Eschenbach sabe poner orden, calibrar, regular... Foto: Margot Ingolsby
Coinciden en el Auditorio Nacional dos orquestas de primera fila: la Royal Concertgebouw y la Sinfónica de Washington, dirigidas, respectivamente, por el temperamental Semyon Bychkov y el sobrio Cristoph Eschenbach. En atriles, Strauss, Rouse, Schubert...
Pero el turno es primero para el director de Leningrado (1952), artista comunicativo, enérgico, de batuta muy sugerente, de una rara intensidad expresiva. Un director capaz de galvanizar a un conjunto sinfónico y de extraer de él, por derecho, interpretaciones que destacan más por su brío que por su delicadeza. Posee un fuerte temperamento y un entusiasmo irrefrenable, el mismo que lo impulsó a salir de la Unión Soviética para ganarse los garbanzos en Norteamérica. Su estilo sobrio, su autoridad y su magistral técnica de batuta han basado su trayectoria. Es un straussiano de pro, como ha podido demostrar, por ejemplo, con su Elektra del Real o su Alpina.
Se va a situar, este lunes (1), en el podio de la histórica Orquesta del Concertgebouw, un conjunto ante el que hay que descubrirse por su solera, su tan larga y rica trayectoria, su magnífica sonoridad, cuajada de claroscuros y envuelta en un espectro en el que no se sabe qué admirar más, si el terciopelo de la cuerda, la suavidad legendaria de las maderas o la redondez de los metales. Con él Bychkov abordará, en efecto, una partitura de Strauss, la procelosa Una vida de héroe, que puede resplandecer con mil luces en estas manos.
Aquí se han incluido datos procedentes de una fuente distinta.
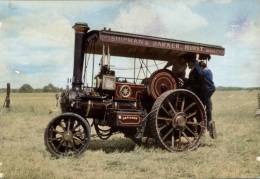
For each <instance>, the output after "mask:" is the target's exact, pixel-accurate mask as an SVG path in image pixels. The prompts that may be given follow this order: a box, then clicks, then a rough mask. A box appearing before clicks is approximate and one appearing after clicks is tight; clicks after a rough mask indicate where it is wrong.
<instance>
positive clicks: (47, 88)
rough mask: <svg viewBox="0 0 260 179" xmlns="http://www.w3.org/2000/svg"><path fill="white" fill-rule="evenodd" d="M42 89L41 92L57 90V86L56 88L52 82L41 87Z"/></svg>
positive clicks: (56, 91) (58, 88)
mask: <svg viewBox="0 0 260 179" xmlns="http://www.w3.org/2000/svg"><path fill="white" fill-rule="evenodd" d="M42 91H43V92H58V91H59V88H57V87H55V86H54V85H53V84H51V83H49V84H48V85H47V86H44V87H43V89H42Z"/></svg>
La primera parte de la sesión la ocupa otra composición ‘grande': el Concierto n° 5, Emperador, de Beethoven, que tocará con sus pulcras manos y su probada y superior técnica el pianista Jean-Yves Thibaudet.
La Orquesta norteamericana, formación más moderna, de 1931 (la holandesa es de 1888), pero de historia ya muy acrisolada y de un empaste, una precisión y un brillo fenomenales, que en los últimos seis años se ha cuidado de acrecer Eschenbach, un músico de extraordinaria competencia y cultura, que desde que dejó definitivamente el teclado ha ido ampliando una técnica de batuta sobria, de especial rigor metronómico. Es director enteco, fibroso, bien plantado, de gesto muy a lo Karajan, pero sin el poder de sugerencia, sin la maleabilidad y la elegancia del maestro austriaco. No es el suyo un arte imaginativo, emotivo, apasionado. Pero sabe poner orden, regular, calibrar las intensidades, dar fluidez a cualquier discurso. Un hábil constructor, severo, que controla los planos y adopta en todo momento un criterio rítmico eficaz. Como demostró hace bien poco, ante la Orquesta Nacional, con La Consagración de la primavera de Stravinski.
Son dos las citas con él y la agrupación de Washignton. En la primera (jueves 4) sitúan en atriles Phaeton, una caudalosa partitura del norteamericano Christopher Rouse, la Inacabada de Schubert y la Primera de Brahms. En la segunda (5), acompañarán al dotado chelista Daniel Müller-Schott en el Concierto de Dvorák y, solos, servirán el romanticismo alemán de la obertura de Der Freischütz de Weber y nos traerán la soberana orquestación que Schönberg realizó de otra obra del hamburgués, el Cuarteto en sol menor, op. 25.